Remember Toyota’s unintended acceleration recall nightmare from four years ago? Settling will cost Toyota $1.2 billion.
Toyota announced yesterday it reached an agreement with the U.S. Attorney’s Office for the Southern District of New York to resolve its investigation initiated in February 2010 into the communications and decision-making processes related to the company’s 2009-2010 recalls to address potential “sticking” accelerator pedals and floor mat entrapment. As part of the agreement, Toyota will make a payment totaling $1.2 billion.
“At the time of these recalls, we took full responsibility for any concerns our actions may have caused customers, and we rededicated ourselves to earning their trust,” said Christopher P. Reynolds, chief legal officer, Toyota Motor North America. “In the more than four years since these recalls, we have gone back to basics at Toyota to put our customers first.
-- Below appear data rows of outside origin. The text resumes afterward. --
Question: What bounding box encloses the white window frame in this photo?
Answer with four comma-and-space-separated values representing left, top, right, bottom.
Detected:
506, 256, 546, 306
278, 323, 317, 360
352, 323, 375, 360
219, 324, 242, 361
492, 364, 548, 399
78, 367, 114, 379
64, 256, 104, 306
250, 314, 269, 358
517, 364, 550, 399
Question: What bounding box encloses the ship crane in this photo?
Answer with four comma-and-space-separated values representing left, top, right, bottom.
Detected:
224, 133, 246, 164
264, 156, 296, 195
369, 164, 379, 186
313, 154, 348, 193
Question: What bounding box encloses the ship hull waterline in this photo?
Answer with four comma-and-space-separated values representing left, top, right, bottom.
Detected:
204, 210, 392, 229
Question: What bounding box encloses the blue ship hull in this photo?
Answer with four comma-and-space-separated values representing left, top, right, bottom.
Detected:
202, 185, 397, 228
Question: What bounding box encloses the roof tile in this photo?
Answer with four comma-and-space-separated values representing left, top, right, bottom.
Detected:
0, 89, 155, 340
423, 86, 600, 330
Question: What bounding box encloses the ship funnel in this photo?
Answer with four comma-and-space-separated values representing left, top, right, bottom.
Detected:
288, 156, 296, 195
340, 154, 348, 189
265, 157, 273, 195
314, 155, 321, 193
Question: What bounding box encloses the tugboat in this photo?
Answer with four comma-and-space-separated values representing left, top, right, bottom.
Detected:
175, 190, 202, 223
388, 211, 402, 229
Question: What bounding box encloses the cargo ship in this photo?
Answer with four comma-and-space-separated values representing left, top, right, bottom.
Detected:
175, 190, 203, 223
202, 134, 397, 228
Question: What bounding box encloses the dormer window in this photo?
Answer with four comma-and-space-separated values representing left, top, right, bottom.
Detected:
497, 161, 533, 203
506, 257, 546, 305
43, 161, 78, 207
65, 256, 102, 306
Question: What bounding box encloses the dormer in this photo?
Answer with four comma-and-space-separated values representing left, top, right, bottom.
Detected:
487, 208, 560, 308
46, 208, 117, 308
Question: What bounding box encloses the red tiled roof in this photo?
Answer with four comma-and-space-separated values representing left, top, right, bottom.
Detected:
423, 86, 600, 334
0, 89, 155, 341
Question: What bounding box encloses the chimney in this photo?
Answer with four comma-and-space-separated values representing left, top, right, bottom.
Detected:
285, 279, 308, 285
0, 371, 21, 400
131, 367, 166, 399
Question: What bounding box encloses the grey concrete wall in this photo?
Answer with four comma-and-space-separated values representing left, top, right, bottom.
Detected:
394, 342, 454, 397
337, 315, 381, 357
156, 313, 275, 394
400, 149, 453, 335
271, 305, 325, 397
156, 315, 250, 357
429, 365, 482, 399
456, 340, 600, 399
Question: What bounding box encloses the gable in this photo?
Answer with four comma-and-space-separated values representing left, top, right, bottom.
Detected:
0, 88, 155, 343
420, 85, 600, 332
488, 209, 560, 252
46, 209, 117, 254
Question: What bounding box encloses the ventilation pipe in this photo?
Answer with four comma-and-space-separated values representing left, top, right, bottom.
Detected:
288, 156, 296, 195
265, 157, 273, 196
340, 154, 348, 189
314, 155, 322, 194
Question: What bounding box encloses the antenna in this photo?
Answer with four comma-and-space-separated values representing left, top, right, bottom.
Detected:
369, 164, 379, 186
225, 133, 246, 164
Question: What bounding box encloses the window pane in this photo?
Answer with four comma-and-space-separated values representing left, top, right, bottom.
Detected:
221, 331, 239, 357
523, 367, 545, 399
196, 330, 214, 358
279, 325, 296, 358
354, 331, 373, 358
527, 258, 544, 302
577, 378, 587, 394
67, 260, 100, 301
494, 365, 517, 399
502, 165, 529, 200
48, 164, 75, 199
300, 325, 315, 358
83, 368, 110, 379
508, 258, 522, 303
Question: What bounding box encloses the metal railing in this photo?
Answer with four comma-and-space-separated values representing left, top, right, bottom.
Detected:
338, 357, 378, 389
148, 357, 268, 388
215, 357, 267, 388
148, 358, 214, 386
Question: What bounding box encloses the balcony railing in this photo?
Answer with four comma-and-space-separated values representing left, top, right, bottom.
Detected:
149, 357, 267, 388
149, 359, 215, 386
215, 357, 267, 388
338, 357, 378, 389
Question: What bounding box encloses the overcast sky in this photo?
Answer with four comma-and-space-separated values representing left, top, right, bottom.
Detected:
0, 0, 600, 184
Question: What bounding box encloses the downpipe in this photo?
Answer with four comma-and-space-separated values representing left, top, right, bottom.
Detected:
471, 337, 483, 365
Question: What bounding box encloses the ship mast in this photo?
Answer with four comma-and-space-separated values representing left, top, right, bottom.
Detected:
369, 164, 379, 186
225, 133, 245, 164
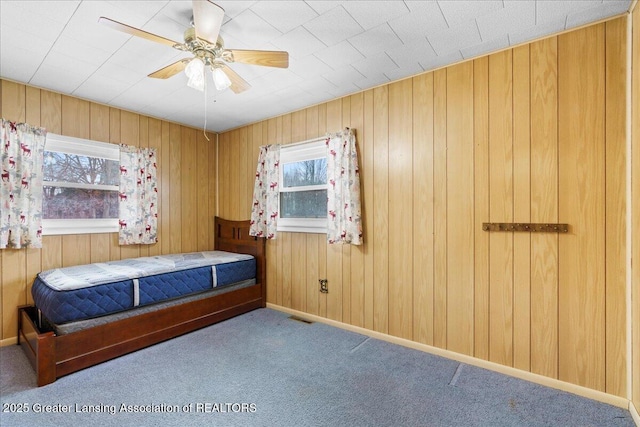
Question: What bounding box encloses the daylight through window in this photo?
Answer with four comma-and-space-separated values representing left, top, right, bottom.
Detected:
42, 134, 120, 234
278, 140, 327, 233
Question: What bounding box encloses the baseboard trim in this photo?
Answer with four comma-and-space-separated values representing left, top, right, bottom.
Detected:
0, 337, 18, 347
267, 303, 640, 412
629, 401, 640, 427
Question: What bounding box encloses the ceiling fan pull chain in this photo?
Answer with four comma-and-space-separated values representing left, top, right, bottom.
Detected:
202, 76, 209, 141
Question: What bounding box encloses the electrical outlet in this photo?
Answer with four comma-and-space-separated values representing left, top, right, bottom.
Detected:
318, 279, 329, 294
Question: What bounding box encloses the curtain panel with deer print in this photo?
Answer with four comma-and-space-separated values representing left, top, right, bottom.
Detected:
118, 144, 158, 245
0, 119, 47, 249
We have made fundamental changes across our global operations to become a more responsive company – listening better to our customers’ needs and proactively taking action to serve them. Specifically, we have taken a number of steps that have enabled us to enhance quality control, respond more quickly to customer concerns, strengthen regional autonomy and speed decision-making. And, we’re committed to continued improvement in everything we do to keep building trust in our company, our people and our products. Importantly, Toyota addressed the sticky pedal and floor mat entrapment issues with effective and durable solutions, and we stand behind the safety and quality of our vehicles.”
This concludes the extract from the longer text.